First you need to have a few tools on hand and I’ll provide a picture but the list is short:
Grafting tool, pruners, grafting tape, grafting wax, magic markers, ice cream sticks, rags for wiping your hands, alcohol
Some people use a pocket knife for making the graft but a couple years ago I had the opportunity to see a grafting tool used at a class I took. It’s well worth the money because it make “perfect” matches on the root stock to the scion wood (small limb taken from the tree you want a duplicate of). I’ve attached below a picture of the root stock and the scion wood I collected. The alcohol is used to sterilized your tools in the beginning and between each graft.This is the scion wood collected in February and kept in a cool dark spot.
Notice the cuts the grafting tool made in each piece and hopefully you can see how the pieces are cut like a jigsaw puzzle that hooks together. You push the two pieces together and make sure they match good and then tape them tightly together using the grafting tape. Once I’m sure they’re still connecting correctly and tape is tight, I pinch off a piece of grafting wax, work it in my fingers to make soft and pliable and pinch it in a two inch long, flat yellow strip (this stuff is sticky and gooey and hard to work with) and ease it on and around the grafting tape. The grafting wax is horrible to work with but it seals around the tape to keep bugs and germs out of the graft until it takes. Some people use only the tape. Next I mark the ice cream stick with the name of the type tree I grafted to the root stock, stick it in the pot along side the tree and gently carry it outside and sit in the sun where nothing will disturb it. That’s how you graft. Simple as mud, right??

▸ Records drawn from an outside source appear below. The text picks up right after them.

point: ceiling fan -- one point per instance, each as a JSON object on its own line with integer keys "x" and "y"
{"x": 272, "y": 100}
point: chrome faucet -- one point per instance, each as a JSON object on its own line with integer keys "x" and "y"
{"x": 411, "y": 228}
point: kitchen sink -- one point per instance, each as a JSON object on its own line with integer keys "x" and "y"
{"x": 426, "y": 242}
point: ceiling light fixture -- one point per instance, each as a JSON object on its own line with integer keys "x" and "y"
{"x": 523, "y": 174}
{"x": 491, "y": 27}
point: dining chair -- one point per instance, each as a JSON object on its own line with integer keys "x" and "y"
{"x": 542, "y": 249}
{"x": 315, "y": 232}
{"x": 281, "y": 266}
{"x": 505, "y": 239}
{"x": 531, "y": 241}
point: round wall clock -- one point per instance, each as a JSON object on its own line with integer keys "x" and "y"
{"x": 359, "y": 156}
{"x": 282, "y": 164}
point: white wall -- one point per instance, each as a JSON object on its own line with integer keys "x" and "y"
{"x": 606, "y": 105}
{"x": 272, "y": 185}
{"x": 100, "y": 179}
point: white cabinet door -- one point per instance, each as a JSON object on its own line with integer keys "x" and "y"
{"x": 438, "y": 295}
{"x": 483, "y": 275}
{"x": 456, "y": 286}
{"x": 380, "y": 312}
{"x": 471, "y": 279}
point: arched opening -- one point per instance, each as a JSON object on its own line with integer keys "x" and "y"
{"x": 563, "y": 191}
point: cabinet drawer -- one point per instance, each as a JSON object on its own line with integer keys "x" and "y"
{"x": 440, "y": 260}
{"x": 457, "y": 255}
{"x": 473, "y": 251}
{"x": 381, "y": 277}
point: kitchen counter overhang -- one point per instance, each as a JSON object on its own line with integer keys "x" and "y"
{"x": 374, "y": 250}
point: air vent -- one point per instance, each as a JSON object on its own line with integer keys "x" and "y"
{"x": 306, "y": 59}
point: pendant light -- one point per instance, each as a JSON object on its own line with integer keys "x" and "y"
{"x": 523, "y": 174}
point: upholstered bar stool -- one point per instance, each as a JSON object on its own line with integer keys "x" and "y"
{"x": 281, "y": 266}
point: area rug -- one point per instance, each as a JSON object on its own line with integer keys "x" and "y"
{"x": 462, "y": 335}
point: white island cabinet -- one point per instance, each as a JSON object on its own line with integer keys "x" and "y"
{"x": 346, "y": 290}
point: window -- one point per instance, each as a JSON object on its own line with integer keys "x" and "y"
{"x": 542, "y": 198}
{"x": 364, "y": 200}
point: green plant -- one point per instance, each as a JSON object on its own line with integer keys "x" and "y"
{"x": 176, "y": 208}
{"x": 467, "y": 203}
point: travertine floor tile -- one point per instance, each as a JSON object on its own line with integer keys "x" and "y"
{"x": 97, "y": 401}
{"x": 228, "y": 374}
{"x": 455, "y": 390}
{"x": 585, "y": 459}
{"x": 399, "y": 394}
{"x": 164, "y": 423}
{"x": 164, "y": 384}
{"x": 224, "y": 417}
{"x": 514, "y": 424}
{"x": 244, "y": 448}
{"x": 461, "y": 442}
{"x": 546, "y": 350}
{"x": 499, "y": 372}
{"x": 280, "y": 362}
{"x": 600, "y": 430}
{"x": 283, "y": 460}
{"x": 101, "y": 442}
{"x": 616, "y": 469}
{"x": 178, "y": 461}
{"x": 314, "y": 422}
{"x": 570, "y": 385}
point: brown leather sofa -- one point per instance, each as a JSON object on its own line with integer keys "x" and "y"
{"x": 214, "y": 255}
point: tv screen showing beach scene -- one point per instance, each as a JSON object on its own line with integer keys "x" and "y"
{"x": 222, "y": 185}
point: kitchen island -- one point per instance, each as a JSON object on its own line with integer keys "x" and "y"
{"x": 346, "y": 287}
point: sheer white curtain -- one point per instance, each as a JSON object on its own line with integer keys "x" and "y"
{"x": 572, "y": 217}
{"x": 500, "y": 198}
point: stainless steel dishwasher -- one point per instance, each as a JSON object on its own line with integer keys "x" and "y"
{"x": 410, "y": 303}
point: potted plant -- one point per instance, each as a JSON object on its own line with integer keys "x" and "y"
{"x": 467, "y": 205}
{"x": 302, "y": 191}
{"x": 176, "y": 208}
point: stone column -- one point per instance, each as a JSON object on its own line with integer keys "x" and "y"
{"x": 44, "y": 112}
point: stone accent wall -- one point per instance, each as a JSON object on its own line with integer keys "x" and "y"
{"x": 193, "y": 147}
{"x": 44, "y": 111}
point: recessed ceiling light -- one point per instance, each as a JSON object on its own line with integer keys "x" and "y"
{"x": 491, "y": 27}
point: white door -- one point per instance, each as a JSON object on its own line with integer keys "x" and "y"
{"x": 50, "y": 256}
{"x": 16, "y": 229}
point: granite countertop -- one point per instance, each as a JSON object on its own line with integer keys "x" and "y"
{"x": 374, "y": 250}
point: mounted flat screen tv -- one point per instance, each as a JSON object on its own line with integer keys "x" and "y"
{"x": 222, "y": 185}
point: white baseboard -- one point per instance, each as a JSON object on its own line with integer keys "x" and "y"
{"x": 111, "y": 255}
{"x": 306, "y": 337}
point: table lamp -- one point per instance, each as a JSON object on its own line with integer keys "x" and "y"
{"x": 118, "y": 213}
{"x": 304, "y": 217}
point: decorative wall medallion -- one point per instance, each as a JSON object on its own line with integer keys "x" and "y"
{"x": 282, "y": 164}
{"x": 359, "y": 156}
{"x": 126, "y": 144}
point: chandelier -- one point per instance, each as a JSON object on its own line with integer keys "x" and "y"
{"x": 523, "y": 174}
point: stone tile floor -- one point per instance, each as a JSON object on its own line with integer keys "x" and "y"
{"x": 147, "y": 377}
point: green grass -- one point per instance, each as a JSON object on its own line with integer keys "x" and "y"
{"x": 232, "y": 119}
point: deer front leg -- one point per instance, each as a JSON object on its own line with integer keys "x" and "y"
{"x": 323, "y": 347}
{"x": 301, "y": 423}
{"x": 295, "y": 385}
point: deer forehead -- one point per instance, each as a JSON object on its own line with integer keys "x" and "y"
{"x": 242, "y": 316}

I water the trees well at least once a week and watch for the scion to start making leaves. This won’t happen overnight but check them frequently to make sure nothing disturbs them. In the fall, I’ll take them back to the basement, water well and leave until the next spring and watch the leaves come again. I’m planning to set them in our orchard their second year to make sure they will make it. I’ll also fertilize them once I see growth. Good luck and I’ll post how they’re doing as the year goes on. My grafts this year came from Stark, Mammoth Pippin, Stayman, Gibson Golden, Falle Water, and Transparent trees. The board fence protects them from the wind, they get the sun and birds will perch the fence instead of the grafts.